The double album captures the April 22, 2014 premiere of Hennix's composition by the Chora(s)san Time-Court Mirage, her expanded just intonation ensemble, featuring a brass section of Amir ElSaffar, Paul Schwingenschlögl, Hilary Jeffery, Elena Kakaliagou, and Robin Hayward; live electronics by Stefan Tiedje and Marcus Pal; and voice by Amirtha Kidambi, Imam Ahmet Muhsin Tüzer, and Hennix herself. Intended to reveal the blues’ origins in the eastern musical traditions of raga and makam, “Blues Alif Lam Mim in the Mode of Rag Infinity/Rag Cosmosis” has its roots in Hennix’s 2013 realization of an “Illuminatory Sound Environment,” a concept developed in 1978 by anti-artist Henry Flynt on the basis of Hennix’s own “The Electric Harpsichord.”
As Hennix explains in Other Matters, Blank Forms’ 2019 collection of her writings:
“Rag Infinity/Rag Cosmosis presents fragments of 'raga-like’ frequency constellations following distinct cycles and permuting their order, creating a simultaneity of ‘multi-universes.’ When two such ‘universes’ come in proximity of each other and begin unfolding simultaneously along distinct cycles, there is a kaleidoscopic exfoliation of frequencies as one universe is becoming two, but not separated—the effect of cosmosis is entrained, binding two or more frequency universes into proximity where their modal properties interact and blend, creating in the process entirely new microtonal constellations in an omnidirectional simultaneous cosmic order with phenomenologically ‘transfinite’ Poincaré cycles (cyclic returns to initial conditions).”
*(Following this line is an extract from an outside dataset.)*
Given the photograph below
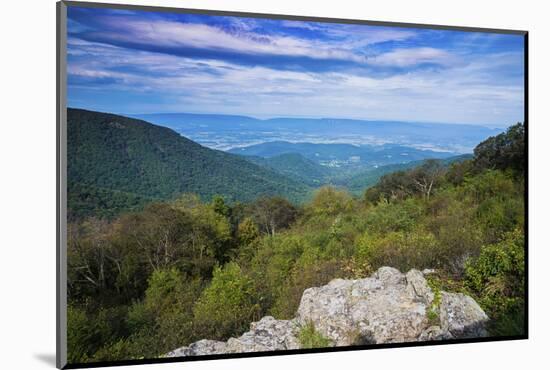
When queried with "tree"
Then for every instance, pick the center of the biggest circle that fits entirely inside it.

As with Hennix’s best work, the organic unfolding of this quivering drone belies a precision that opens onto the infinitesimal. Upon its mesmerizing ebb and flow, the vocalists incant a devotional poem written in Arabic by Hennix and featuring quotations from the Quran in praise of Allah. Also reproduced on the album’s gatefold jacket, Hennix’s reduction of the sacred text to its most elegant formulation invites the contemplator to bring their inner knowledge to the composition for use as a prompt for meditation. Yet the piece offers depth to even the most secular listener willing to immerse themselves in music brimming with such serene intensity.
Catherine Christer Hennix (b. 1948) started her creative life playing drums with her older brother Peter, growing up in Sweden where she heard jazz luminaries, such as John Coltrane, Eric Dolphy, Dexter Gordon, Archie Shepp, and Cecil Taylor perform from 1960 to 1967. Directly after high school, Hennix went to work at Stockholm’s pioneering Elektronmusikstudion (EMS), where she developed early tape music, incorporating computer generated speech done at the Royal Technological University (KTH), where she was an undergraduate student. After traveling to New York In 1968, she met artists Dick Higgins and Alison Knowles who invited her to stay at the Something Else Press Town House where she had the opportunity to meet, among others, composers John Cage, James Tenney, and Phil Corner. During the following years she developed fruitful collaborative relationships with many composers in the burgeoning American avant-garde, including, most significantly, Henry Flynt and La Monte Young. Young introduced Hennix to Hindustani raga master Pandit Pran Nath and she would later study intensively under him as his first European disciple. While Hennix continued to make music performing alongside Arthur Russell, Marc Johnson, Henry Flynt, and Arthur Rhames, she also served as a professor of Mathematics and Computer Science at SUNY New Paltz and as a visiting Professor of Logic (at Marvin Minsky’s invitation) at MIT’s Artificial Intelligence Laboratory. In recent years Hennix has led the just-intonation ensemble the Chora(s)san Time-Court Mirage, which has featured musicians Amelia Cuni, Amirtha Kidambi, Chiyoku Szlavnics, Hilary Jeffrey, Amir El-Saffar, Benjamin Duboc and Rozemarie Heggen. She currently resides in Istanbul, Turkey pursuing studies in classical Arabic and Turkish makam.